The CloudFormation scripts are marked 1 to 8, with the first word of the script name indicating in which account the script needs to be deployed. Note that the order of launching the CFN templates is important.
The incident response framework can be triggered by creating a Tag with key SecurityIncidentStatus
and value Analyze
for a given EC2 instance. This will trigger the member Lambda function that will automatically start isolation and memory/disk acquisition. It will also re-tag the asset at the end (or on failure) with Contain
. This triggers the containment which fully isolates the instance with a no INBOUND/OUTBOUND security group and with an IAM role that disallows all access.
When an EC2 instance is compromised or suspect to be compromised, a tag must be attached to it with as key SecurityIncidentStatus with as value either "Analyze" or "Contain" (note that this is case sensitive).

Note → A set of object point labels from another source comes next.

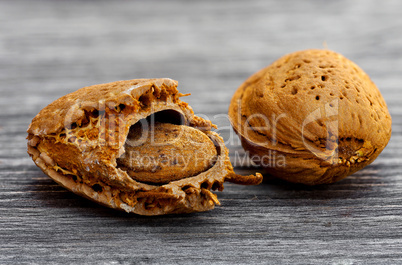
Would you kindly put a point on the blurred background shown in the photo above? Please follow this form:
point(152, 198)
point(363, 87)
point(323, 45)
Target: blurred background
point(50, 48)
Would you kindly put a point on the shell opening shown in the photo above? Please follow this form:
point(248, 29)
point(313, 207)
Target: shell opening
point(163, 148)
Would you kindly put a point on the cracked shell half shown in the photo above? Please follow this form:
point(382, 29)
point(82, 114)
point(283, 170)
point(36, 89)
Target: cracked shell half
point(133, 145)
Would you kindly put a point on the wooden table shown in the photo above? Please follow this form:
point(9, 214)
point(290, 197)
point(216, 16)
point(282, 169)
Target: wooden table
point(51, 48)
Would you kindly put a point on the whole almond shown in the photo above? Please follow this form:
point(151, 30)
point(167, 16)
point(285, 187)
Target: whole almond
point(311, 117)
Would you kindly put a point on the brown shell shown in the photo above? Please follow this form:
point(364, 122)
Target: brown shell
point(76, 140)
point(315, 110)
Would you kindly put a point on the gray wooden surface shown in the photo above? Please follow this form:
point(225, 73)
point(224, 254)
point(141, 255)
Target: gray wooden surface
point(50, 48)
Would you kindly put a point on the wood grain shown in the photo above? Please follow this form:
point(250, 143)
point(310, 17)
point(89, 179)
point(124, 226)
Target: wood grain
point(50, 48)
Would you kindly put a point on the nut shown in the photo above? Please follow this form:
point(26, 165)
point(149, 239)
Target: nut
point(94, 142)
point(315, 112)
point(169, 152)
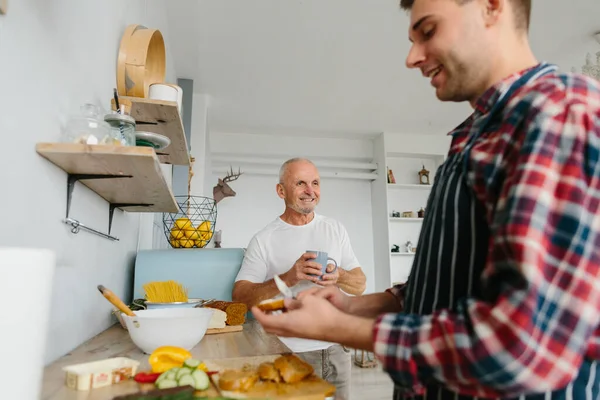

This can be done from the console:
Or use the AWS CLI aws ec2 create-tags --resources <instance-id> --tags Key=SecurityIncidentStatus,Value=Contain
The tag change event will be forwarded to the Lambda function which will evaluate the tag value If the tag value matches the analyze or containment value it will proceed with executing the containment actions:
The flow can also be triggered directly from the security account directly through the stepfunction:
In the pop-up form, fill out the required details. The “Name” field of the execution if optional but helps to identify previous executions (as seen on screen above in point 4.)
The “Input” field, although described as optional, is in fact required by the Memory and Disk Acquisition state machines. It provides required parameters for the underlying scripts to run successfully. The format used is JSON.
The following parameters are used:
An example execution JSON:
{
"CaseId": "INC456789",
"InstanceId": "i-3f182ce62a7962a53",
"Account": "234567890123",
"Region": "us-east-2",
"RetainArtefacts": "true"
}
After the necessary parameters have been provided, press the “Start execution” button on the bottom right.
As the state machine execution progresses, you can check the details of each step. Click on a completed step (marked in green) and then click the link to see the CloudWatch Logs. This functionality is useful in case of a need to troubleshoot.
After a successful execution of the state machine, the artifacts can be found in the Forensics Account in the “
If you want to create a custom action so that you can use the dropdown box from Security Hub, you can deploy the CFN template found under “modules/Security Hub Custom Actions“. Subsequently you will need to modify the ”IRAutomation“ role in each of the member accounts to allow the Lambda function that executes the action to assume the ”IRAutomation“ role.
To do this, go to each member account, find the “IRAutiomation” IAM role: [Image: image.png]And subsequently add “arn:aws:iam::9999999:role/SecurityHubCustomActionLambdaRole” (replace 9999999 with your security account id) so that the policy looks like this:
{
"Version":"2012-10-17",
"Statement":[
{
"Effect":"Allow",
"Principal":{
"AWS":[
"arn:aws:iam::9999999:role/MemoryAutomationLambdaRole",
"arn:aws:iam::9999999:role/SnapshotAutomationLambdaRole",
"arn:aws:iam::9999999:role/SecurityHubCustomActionLambdaRole"
]
},
"Action":"sts:AssumeRole"
}
]
}
Once you have done that you can trigger responses on EC2 events by using the actions dropdown in SecurityHub as shown above.